1Department of Geophysics, Universidad de Chile, Santiago, Chile
2Center for Advanced Studies in Arid Zones (CEAZA), Facultad de Ciencias del Mar, Universidad Católica del Norte y Universidad de la Serena, Chile
3Department of Geophysics, Universidad de Concepción, Concepción, Chile
4Advance Mining Technology Center, Facultad de Ciencias Físicas y Matemáticas, Universidad de Chile, Santiago, Chile
Abstract. The VAMOS Ocean-Cloud-Atmosphere-Land Study Regional Experiment (VOCALS-REx) was a major field experiment conducted in spring of 2008 off southern Peru and northern Chile, aimed at better understanding the coupled climate systems of the southeast Pacific. Because of logistical constrains, the coastal area around 30° S was not sampled during VOCALS-REx. This area not only marks the poleward edge of the subtropical stratocumulus cloud regime (thus acting as a source of transient disturbances) but is also one of the most active upwelling centers and source of surface ocean kinetic energy along the Chilean coast. To fill such an observational gap, a small, brief, but highly focused field experiment was conducted in late spring 2009 in the near-shore region around 30° S. The Chilean Upwelling Experiment (CUpEx) was endorsed by VOCALS as a regional component.

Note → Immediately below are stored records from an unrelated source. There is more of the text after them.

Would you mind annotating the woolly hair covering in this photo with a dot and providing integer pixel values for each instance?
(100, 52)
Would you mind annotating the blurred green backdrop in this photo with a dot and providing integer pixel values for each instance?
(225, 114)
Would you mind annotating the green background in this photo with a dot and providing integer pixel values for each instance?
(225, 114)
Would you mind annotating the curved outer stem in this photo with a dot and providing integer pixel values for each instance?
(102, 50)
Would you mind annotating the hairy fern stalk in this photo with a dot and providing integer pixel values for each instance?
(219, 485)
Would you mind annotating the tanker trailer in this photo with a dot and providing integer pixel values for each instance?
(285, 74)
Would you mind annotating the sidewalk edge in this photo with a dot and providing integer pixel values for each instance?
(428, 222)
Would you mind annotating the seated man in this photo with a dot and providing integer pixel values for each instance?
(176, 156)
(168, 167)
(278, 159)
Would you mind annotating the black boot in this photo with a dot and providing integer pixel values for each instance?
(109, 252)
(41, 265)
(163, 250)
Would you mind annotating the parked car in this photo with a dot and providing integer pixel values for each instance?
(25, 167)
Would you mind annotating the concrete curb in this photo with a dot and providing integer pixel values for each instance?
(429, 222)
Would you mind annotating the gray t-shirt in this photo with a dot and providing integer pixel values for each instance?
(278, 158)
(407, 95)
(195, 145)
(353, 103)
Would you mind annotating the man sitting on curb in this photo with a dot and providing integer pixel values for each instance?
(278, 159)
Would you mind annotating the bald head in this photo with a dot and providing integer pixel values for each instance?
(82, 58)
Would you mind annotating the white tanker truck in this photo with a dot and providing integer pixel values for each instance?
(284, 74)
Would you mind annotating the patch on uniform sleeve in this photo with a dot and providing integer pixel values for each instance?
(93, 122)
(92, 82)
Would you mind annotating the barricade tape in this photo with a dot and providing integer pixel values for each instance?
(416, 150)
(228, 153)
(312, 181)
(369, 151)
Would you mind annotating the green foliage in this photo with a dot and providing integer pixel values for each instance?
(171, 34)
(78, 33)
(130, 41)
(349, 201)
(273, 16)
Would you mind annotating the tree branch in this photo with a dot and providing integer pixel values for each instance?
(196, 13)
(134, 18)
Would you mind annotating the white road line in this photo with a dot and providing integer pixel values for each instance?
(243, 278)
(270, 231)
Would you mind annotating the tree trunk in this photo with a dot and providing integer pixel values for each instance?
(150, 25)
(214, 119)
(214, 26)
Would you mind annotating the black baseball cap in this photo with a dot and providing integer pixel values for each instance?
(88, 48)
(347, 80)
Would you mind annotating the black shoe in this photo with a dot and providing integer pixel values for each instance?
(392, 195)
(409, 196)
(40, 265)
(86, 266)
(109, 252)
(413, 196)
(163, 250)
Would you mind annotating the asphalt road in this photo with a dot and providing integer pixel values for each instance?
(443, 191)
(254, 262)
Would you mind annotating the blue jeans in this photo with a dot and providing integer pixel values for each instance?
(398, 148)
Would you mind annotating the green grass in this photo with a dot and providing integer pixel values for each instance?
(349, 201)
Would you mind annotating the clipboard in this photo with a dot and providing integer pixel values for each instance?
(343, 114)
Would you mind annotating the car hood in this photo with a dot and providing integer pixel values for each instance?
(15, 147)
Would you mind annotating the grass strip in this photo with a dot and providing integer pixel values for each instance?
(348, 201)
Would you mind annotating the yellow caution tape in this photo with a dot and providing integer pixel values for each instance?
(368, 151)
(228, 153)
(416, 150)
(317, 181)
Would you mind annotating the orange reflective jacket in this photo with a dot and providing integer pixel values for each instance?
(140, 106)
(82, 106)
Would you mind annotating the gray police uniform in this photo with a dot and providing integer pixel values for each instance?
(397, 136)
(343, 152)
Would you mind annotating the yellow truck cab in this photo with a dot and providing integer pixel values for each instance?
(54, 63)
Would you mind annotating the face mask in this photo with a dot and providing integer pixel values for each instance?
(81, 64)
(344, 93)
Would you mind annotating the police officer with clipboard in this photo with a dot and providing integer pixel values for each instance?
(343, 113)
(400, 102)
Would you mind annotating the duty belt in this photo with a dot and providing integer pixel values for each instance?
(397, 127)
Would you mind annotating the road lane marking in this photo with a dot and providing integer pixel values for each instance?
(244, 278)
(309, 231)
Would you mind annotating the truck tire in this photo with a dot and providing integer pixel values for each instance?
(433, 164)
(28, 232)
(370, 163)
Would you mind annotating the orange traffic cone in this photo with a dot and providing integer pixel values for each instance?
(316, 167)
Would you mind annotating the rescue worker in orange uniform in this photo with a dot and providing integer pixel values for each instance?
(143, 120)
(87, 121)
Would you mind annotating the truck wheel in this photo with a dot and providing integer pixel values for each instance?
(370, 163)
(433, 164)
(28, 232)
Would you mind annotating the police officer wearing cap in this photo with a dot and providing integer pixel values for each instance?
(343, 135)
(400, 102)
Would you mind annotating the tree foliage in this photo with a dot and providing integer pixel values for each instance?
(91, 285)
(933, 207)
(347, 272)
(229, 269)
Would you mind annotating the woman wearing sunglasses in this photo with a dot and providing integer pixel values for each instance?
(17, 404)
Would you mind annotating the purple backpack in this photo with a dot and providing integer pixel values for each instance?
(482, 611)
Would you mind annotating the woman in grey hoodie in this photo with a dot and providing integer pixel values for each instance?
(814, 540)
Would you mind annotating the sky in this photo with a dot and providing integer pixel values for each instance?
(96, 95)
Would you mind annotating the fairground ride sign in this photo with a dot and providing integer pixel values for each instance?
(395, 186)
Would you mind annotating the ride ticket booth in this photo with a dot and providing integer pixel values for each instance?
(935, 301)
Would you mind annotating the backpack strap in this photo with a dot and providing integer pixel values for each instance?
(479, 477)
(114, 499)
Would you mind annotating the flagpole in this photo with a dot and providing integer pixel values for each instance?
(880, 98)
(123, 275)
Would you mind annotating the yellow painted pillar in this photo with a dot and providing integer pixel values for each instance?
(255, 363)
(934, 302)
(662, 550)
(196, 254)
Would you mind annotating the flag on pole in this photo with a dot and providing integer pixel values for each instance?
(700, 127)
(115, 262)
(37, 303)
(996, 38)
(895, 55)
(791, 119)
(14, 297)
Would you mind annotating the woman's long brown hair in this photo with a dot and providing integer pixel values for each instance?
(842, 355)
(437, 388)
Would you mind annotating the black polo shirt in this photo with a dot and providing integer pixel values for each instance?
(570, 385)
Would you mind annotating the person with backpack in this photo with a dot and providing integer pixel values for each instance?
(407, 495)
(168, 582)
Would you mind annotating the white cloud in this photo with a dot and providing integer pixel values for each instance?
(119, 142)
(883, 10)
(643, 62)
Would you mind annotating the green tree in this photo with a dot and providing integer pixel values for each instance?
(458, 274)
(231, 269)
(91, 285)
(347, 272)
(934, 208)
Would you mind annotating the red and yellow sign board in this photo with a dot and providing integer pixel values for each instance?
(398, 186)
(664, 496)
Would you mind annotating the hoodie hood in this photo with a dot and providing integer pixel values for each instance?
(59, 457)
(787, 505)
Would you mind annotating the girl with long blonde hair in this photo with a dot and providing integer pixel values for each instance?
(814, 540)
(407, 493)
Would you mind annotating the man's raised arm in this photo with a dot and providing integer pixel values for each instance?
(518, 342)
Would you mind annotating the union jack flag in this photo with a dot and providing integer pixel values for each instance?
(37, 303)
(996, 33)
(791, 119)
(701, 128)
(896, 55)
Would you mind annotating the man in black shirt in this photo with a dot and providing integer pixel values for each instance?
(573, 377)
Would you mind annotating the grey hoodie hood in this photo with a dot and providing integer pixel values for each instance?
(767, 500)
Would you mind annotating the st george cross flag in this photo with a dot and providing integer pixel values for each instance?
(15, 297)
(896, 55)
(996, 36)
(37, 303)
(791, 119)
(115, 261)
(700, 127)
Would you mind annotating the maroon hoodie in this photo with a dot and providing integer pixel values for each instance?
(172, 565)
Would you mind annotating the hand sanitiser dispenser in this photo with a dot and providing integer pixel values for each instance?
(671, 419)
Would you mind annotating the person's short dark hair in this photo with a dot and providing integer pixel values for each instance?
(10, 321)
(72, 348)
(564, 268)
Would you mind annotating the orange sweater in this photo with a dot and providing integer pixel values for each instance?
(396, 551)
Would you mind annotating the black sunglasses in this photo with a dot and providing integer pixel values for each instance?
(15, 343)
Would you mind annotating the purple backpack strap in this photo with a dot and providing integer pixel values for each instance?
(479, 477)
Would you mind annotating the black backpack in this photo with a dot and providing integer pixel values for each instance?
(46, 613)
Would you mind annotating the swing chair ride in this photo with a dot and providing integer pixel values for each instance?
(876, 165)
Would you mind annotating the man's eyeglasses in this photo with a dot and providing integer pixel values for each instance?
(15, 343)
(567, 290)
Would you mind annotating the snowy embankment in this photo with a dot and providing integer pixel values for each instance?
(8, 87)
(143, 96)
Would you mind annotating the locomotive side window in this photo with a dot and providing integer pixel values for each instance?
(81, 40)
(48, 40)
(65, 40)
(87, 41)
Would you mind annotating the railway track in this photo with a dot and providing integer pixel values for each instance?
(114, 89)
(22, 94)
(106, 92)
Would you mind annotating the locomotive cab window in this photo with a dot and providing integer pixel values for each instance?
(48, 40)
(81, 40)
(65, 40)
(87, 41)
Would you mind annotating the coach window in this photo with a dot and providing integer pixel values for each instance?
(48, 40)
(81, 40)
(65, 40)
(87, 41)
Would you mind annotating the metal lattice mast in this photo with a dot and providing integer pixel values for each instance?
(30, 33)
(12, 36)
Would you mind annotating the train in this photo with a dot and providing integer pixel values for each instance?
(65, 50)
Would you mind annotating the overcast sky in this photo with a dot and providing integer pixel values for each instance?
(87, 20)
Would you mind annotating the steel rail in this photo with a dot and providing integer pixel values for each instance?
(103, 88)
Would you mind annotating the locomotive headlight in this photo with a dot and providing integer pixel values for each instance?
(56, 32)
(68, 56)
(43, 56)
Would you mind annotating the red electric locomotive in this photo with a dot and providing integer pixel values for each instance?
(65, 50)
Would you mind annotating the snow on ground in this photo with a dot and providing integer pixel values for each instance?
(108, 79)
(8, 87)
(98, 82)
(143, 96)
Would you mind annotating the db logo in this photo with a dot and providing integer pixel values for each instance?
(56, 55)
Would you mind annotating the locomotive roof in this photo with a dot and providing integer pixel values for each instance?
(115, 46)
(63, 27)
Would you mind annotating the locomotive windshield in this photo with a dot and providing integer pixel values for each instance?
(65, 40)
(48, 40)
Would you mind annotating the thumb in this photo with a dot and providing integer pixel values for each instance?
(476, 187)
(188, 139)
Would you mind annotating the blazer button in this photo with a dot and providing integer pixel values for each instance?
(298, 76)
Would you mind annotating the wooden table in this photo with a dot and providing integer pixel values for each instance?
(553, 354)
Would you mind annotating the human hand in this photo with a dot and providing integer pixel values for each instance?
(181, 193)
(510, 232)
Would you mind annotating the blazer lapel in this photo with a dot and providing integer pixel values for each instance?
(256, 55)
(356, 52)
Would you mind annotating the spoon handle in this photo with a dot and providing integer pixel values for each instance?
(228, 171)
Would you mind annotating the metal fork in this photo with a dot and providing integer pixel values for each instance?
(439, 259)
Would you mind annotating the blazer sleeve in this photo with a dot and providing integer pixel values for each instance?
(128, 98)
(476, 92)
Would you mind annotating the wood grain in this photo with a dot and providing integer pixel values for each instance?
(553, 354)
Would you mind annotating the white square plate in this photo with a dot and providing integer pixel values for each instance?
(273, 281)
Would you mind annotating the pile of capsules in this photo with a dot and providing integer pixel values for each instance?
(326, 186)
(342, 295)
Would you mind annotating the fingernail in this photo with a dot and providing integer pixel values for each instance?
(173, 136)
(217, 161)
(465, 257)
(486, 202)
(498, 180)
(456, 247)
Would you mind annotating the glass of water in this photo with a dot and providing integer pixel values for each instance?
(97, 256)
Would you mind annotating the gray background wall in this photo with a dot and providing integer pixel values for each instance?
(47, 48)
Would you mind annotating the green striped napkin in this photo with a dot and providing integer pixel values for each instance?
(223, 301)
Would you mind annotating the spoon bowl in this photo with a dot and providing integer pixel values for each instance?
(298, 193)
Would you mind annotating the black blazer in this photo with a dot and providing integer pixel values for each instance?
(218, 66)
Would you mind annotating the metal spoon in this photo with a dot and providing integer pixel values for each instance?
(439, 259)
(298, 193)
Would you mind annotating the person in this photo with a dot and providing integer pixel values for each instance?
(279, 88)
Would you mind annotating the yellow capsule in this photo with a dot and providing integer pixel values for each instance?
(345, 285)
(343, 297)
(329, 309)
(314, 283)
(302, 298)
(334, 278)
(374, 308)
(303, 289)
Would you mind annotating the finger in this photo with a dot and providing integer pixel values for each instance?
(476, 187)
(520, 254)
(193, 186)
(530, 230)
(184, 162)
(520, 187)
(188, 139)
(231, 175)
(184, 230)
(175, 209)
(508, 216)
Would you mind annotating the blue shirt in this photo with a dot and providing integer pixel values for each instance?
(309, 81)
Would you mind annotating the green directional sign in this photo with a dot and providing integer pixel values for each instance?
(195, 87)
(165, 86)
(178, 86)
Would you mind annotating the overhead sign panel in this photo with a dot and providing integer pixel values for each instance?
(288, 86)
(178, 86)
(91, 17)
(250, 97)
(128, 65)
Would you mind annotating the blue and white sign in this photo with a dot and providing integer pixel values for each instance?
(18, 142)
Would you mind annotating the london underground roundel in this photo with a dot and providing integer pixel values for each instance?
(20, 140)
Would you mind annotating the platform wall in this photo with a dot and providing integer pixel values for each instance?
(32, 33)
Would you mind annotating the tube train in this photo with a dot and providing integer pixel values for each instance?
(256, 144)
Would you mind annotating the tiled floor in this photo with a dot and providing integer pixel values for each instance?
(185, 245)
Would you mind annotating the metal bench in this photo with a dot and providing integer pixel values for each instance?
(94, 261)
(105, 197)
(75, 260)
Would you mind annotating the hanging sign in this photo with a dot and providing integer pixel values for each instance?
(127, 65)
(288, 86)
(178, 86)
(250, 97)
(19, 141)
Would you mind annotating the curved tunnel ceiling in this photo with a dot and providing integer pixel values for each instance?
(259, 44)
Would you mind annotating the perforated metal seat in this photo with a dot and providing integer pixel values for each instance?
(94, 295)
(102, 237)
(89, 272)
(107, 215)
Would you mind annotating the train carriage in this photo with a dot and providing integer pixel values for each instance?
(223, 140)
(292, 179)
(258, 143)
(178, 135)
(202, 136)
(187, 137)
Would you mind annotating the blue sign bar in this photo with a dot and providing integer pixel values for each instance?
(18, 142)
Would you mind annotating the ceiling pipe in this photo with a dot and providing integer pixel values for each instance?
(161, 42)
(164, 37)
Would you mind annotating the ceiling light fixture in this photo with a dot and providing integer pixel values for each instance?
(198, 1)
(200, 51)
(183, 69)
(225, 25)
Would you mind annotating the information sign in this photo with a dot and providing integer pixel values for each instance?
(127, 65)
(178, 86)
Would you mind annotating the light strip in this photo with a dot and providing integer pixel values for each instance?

CUpEx included long-term monitoring, an intensive two-week field campaign and off-shore research flights. Our goal was to obtain an atmospheric/oceanic dataset with enough temporal and spatial coverage to be able to document (a) the mean diurnal cycles of the lower-troposphere and upper-ocean in a region of complex topography and coastline geometry, and (b) the ocean-atmosphere response to the rapid changes in coastal winds from strong, upwelling-favorable southerly winds to relaxed southerlies or even downwelling-favorable northerlies. In this paper we describe the measurement platforms and sampling strategy, and provide an observational overview, highlighting some key mean and transient features.